Nous sommes également tombés d'accord sur la nécessité de procéder de façon progressive : si le couperet « interdiction de livrer par camion dans le secteur piétonnier » tombait d'un seul coup, ce serait fatal à de nombreux commerces. Ce qu'il faudrait, c'est faire aller de pair une plus grande sévérité sur le respect des horaires de livraison (qui ne sont absolument pas respectés à l'heure actuelle), des dispositifs techniques contraignants (du type des bornes mobiles du quartier Montorgeuil), qui auraient l'avantage d'imposer le respect du créneau horaire de livraison dans la journée, et une offre alternative de livraison, passant par la création, dans le Forum, d'un pôle logistique routier à court terme, et d'un pôle logistique ferroviaire à long terme.

 

2) Les transformations de la gare souterraine et des sorties métro et RER

 

Créer un accès direct

 

Nos interlocuteurs reconnaissent que les accès actuels à la gare souterraine du RER sont insuffisants, en matière de sécurité mais surtout de confort et d'agrément ; de ce point de vue, le fait de faire descendre la lumière du jour le plus bas possible améliorerait notoirement les choses.

 

Dans l'immédiat, la RATP n'a pas pris position sur une solution ou une autre : elle attend la sortie des projets des quatre équipes au mois de février pour faire travailler à plein régime ses propres bureaux d'étude sur les différentes solutions proposées.

 

Sur le principe, ce que souhaite la RATP est un accès le plus clair et le plus direct possible vers l'extérieur, ce qui n'est pas incompatible avec des ouvertures sur le centre commercial, afin de ne pas faire de tort à ce dernier par rapport à la situation actuelle.

 

Quelques-unes des hypothèses envisagées côté RER

 

L'une des solutions envisagée consisterait à créer, porte Berger, un accès direct au niveau – 4 (celui de la salle d'échange), avec des guichets de vente de billets ; l'espace nécessaire supplémentaire pourrait être pris sur les parkings sud du Forum, qui sont relativement peu occupés.

 

La proposition de créer une gigantesque gare souterraine, d'une hauteur de 20 mètres, paraît financièrement pharaonique et quelque peu démesurée par rapport à la taille des quais actuels.

 

Par contre, la réorganisation des bureaux des équipes de maintenance qui occupent un espace relativement important dans la salle d'échange est tout à fait envisageable.

 

Nous avons signalé que la proposition de matérialiser, dans la salle d'échange, la disposition des quais de la gare souterraine améliorerait grandement la capacité d'orientation des voyageurs, dans ce grand espace informe où ils sont privés de tout repère.

 

Les commerces de la salle d'échange

 

En ce qui concerne les commerces de la salle d'échange, nos interlocuteurs ont souligné qu'il était trop tôt pour dire de quelle façon ils pourraient être redistribués.
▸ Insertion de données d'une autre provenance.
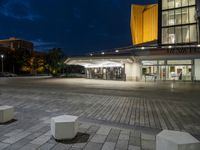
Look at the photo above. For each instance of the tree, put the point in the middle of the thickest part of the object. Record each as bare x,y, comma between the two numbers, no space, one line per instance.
55,61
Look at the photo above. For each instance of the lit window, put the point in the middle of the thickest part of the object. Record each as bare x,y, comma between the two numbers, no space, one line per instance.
178,16
178,3
185,16
164,4
192,14
185,33
192,2
178,35
193,33
170,3
184,3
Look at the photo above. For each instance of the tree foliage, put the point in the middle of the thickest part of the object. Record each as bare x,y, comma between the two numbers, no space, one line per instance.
55,60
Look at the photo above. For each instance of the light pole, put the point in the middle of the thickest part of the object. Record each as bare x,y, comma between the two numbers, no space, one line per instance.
2,56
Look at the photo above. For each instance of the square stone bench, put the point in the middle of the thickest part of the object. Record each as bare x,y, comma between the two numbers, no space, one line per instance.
64,127
176,140
6,113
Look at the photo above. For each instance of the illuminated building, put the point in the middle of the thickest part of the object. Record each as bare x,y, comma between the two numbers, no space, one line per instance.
14,44
165,46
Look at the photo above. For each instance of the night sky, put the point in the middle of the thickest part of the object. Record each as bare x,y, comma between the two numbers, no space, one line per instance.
77,26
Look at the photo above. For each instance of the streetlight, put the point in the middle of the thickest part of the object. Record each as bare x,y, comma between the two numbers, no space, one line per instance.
2,56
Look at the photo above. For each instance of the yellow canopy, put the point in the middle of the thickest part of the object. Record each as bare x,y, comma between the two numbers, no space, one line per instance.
144,23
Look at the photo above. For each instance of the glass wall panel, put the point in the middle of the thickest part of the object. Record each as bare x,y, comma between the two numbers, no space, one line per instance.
164,4
171,35
192,14
179,62
178,34
165,35
170,3
178,3
186,34
179,23
193,33
184,3
165,18
178,16
192,2
185,16
171,17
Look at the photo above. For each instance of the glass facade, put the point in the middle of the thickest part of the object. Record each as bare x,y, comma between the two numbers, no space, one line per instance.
179,23
167,70
108,73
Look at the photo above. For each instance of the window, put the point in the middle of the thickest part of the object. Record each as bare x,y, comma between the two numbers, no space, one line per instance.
179,62
171,17
185,16
193,33
184,3
165,18
170,3
179,22
164,4
178,34
165,35
185,34
192,2
178,3
171,35
192,14
178,16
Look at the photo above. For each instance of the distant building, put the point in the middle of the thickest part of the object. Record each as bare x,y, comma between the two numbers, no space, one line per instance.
15,43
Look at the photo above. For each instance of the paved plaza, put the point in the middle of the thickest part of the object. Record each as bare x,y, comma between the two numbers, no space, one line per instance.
112,114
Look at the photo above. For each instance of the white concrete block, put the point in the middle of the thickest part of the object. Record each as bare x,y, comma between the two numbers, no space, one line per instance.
176,140
6,113
64,127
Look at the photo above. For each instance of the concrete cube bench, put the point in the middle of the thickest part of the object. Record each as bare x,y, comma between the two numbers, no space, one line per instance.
6,113
64,127
175,140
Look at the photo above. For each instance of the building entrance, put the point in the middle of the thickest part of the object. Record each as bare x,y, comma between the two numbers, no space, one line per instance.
168,70
108,73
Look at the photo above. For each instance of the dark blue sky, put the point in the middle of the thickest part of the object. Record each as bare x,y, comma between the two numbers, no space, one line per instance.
77,26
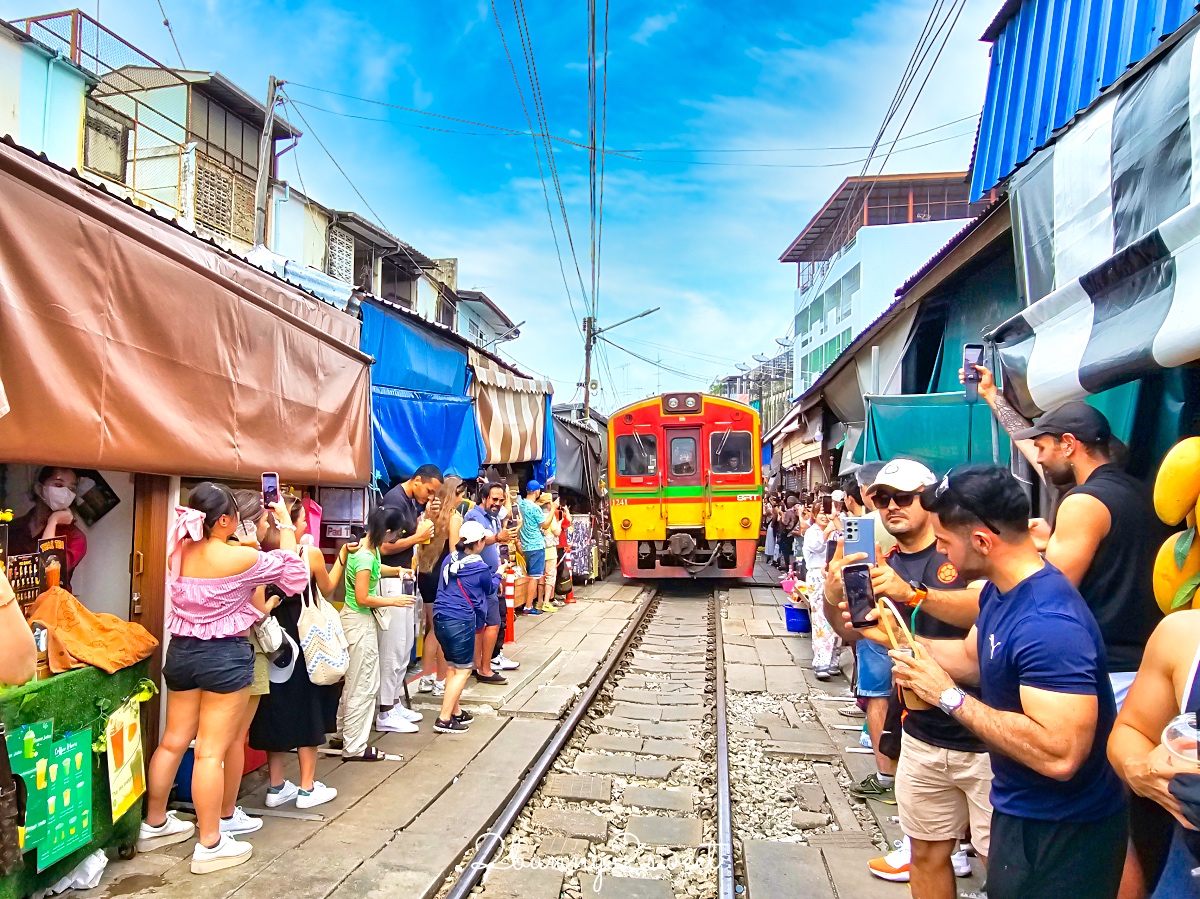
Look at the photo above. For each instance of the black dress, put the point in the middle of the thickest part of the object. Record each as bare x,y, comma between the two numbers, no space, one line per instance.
295,713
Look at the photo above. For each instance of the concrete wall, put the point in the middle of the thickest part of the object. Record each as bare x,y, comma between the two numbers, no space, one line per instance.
41,101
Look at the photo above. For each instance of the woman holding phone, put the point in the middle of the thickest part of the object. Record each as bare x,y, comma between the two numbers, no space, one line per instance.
360,693
209,665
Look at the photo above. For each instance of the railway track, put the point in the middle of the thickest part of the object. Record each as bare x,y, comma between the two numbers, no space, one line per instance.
631,795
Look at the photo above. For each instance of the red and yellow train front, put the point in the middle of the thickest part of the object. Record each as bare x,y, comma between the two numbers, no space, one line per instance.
685,486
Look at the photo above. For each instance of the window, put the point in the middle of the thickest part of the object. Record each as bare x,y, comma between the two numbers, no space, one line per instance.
637,454
730,453
683,456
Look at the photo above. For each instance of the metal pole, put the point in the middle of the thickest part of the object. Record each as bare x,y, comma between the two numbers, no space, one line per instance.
265,153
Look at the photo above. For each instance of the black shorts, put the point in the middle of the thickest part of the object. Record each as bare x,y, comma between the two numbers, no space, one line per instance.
1056,859
222,665
456,636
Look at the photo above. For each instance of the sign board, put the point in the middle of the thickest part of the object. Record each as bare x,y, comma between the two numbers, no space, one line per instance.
58,789
126,763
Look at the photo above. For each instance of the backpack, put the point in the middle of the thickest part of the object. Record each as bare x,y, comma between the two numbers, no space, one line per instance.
327,653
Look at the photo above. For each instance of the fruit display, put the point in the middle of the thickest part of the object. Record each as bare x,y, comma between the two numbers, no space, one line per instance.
1176,493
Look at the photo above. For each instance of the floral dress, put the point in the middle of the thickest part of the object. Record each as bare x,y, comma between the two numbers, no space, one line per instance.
826,642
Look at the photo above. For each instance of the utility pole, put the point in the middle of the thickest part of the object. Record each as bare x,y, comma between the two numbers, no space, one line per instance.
591,335
265,154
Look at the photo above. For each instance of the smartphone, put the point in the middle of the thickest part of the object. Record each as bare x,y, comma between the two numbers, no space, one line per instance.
861,538
270,487
972,355
859,594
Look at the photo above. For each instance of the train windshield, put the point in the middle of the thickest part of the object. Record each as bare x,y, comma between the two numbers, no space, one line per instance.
730,453
636,455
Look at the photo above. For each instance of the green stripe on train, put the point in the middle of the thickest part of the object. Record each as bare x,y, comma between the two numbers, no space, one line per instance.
699,492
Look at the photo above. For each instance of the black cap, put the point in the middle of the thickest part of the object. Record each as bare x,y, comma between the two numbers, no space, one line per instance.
1077,418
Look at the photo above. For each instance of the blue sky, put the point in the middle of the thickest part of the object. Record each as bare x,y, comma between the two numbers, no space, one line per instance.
684,79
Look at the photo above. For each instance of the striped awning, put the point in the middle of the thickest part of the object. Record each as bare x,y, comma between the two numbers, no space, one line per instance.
511,412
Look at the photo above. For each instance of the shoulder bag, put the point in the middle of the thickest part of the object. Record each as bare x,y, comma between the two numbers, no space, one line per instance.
327,653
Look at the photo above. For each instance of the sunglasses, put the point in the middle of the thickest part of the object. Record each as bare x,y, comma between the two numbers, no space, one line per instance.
883,498
946,487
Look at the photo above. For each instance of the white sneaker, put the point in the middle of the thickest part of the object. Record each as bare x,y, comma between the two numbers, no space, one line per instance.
240,822
285,795
393,723
403,712
961,863
318,796
227,853
169,832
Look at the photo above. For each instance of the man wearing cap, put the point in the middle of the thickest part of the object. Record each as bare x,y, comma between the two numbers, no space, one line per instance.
1105,534
943,777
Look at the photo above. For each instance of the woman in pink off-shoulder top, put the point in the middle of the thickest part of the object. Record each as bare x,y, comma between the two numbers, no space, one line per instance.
210,664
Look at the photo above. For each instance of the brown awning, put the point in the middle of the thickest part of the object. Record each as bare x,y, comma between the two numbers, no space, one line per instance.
127,343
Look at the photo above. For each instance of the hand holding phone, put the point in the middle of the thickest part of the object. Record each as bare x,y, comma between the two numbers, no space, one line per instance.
270,487
856,581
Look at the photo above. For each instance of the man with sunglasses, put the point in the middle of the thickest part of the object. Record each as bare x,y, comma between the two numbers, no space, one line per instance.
943,777
1045,705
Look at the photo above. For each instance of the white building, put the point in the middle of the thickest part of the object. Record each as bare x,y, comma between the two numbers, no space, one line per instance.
858,249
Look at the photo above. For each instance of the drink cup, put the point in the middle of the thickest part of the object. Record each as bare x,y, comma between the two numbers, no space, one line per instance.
911,700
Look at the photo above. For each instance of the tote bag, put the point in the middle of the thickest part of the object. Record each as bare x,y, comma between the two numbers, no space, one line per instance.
325,651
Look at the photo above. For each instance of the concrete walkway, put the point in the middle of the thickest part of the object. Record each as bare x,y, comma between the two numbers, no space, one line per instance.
396,828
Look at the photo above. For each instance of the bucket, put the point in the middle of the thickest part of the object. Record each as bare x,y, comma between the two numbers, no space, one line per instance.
797,619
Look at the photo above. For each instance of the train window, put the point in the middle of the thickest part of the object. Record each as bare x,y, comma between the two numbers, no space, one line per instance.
683,456
637,454
730,453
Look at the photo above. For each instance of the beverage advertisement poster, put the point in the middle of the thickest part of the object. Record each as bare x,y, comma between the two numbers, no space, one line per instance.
58,789
126,763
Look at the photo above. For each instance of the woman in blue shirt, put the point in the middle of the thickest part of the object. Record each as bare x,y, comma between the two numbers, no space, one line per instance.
463,586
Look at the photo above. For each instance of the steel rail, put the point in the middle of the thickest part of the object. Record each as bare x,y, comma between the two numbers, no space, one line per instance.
724,807
495,837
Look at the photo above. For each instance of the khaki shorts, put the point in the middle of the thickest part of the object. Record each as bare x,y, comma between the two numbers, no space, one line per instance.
941,791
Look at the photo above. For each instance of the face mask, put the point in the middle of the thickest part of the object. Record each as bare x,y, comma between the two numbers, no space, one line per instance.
58,498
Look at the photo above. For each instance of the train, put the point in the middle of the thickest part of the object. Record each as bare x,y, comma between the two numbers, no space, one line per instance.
685,486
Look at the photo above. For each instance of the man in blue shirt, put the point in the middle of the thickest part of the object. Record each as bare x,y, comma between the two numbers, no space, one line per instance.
1045,705
533,540
487,514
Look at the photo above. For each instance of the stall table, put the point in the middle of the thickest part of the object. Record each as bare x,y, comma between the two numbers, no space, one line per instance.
72,700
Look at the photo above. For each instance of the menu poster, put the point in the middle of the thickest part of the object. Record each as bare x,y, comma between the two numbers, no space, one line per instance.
58,789
126,765
53,552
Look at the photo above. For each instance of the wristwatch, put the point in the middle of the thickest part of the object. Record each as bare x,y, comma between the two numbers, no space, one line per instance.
919,592
952,700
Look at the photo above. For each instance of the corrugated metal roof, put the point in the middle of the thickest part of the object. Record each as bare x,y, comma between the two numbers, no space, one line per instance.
1050,59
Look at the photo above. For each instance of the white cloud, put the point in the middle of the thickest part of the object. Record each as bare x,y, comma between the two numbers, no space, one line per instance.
652,25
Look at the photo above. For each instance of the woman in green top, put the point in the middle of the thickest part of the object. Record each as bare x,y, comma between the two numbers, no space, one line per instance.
361,689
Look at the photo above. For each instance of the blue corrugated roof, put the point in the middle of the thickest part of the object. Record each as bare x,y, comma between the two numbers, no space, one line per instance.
1050,60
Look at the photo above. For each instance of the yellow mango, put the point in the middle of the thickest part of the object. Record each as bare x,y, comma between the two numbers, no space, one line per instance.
1177,485
1168,579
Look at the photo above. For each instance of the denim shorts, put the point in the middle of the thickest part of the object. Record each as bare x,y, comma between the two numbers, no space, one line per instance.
492,618
874,671
222,665
456,636
535,562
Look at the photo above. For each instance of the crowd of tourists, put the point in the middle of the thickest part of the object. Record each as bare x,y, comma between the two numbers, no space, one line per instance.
245,583
1023,721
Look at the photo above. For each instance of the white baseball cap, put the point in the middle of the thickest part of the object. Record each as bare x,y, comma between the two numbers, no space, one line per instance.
472,532
905,475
Ils ont cité l'exemple de la Défense, où le lien entre gare et commerces a été étudié avec soin ; par exemple, un magasin « Virgin » a été créé dans la gare RER et fonctionne semble-t-il très bien.

 

Nous avons insisté sur le fait que beaucoup de commerces de la salle d'échange nous paraissent très peu intéressants (cartes postales, cravates en soie…) ; en revanche, d'autres apportent un vrai service, comme le guichet SNCF ou le magasin de travaux photos : pour les gens qui passent par là matin et soir, c'est très pratique. Nos interlocuteurs nous ont répondu que même si les commerces que nous avons cités ne nous paraissent pas très intéressants, il est clair qu'ils marchent très bien, et qu'ils trouvent donc manifestement des clients. Nous avons alors insisté sur le fait que dans ce quartier TOUT se vend : les foires commerciales médiocres qu'on nous inflige sur la place des Innocents marchent très bien aussi ! Cela vaudrait la peine de se demander si les commerces existants répondent vraiment aux besoins des voyageurs, ou s'il pourrait y avoir des commerces qui y répondraient encore mieux.

 

Une convivialité problématique

 

Nous avons également demandé ce qui pourrait être fait pour améliorer la convivialité de la salle d'échange : installer des bancs, un café ? En fait, d'après nos interlocuteurs, il existait à l'origine des bancs et une salle d'attente, mais il est apparu que la salle d'attente n'avait pas d'utilité, puisque c'est en bordure des quais que les voyageurs attendent, et d'autre part que les bancs étaient occupés par des gens qui n'étaient pas forcément souhaités dans la salle ; ils ont donc été enlevés. A l'heure actuelle, un certain nombre de groupes se donnent rendez-vous dans cette salle, par exemple des groupes de déficients auditifs près de la porte Lescot, et des groupes d'Africains près des téléphones. L'enquête sociologique qui a été menée auprès des ces derniers a montré que ce rendez-vous permettait de s'échanger des cartes de téléphone, mais aussi de faire du trafic de téléphones volés. Il est clair que la priorité de la RATP est de privilégier la sécurité, même si l'aspect convivialité est pris en compte.

 

De nouveaux accès pour le métro

 

Le projet de sortie dans l'immeuble « Yves Rocher » qui est au carrefour rue des Halles / rue Saint-Denis / rue de Rivoli serait très intéressant parce qu'il permettrait de visibiliser l'accès au métro et d'offrir un accès plus confortable que celui de la rue de Rivoli, notoirement insuffisant. Cet immeuble se trouve au bout des quais de la ligne 1 et de la ligne 4, à mi chemin entre la gare de la place du Châtelet et la gare des Halles ; il est au bout du tapis roulant qui conduit aux Halles. Si cet accès était réalisé, il pourrait prendre la forme de l'accès à la ligne Eole rue du Havre. La création de cet accès concernerait principalement le métro et ne serait en aucun cas une alternative à la transformation des accès du Forum, qui sont de toute façon nécessaires.

 

La sortie qui a été envisagée pour la ligne 4 directement dans le Jardin ne paraît pas une priorité. Certes, il faudrait améliorer la sortie de la rue Rambuteau, qui est peu visible (d'autant qu'elle est en partie masquée par le kiosque), mais il n'est pas évident qu'il soit vraiment utile d'ouvrir le quai de la ligne 4 à l'air libre. Ce qu'il faut, c'est améliorer la liaison entre la ligne 4 et le RER d'une part, améliorer la liaison entre la ligne 4 et l'extérieur d'autre part. De notre côté, nous craignons que l'ouverture de la ligne 4 dans le Jardin ne nuise fortement à la tranquillité de ce dernier (bruit des métros, arrivée directe de la foule pour une circulation de transit seulement).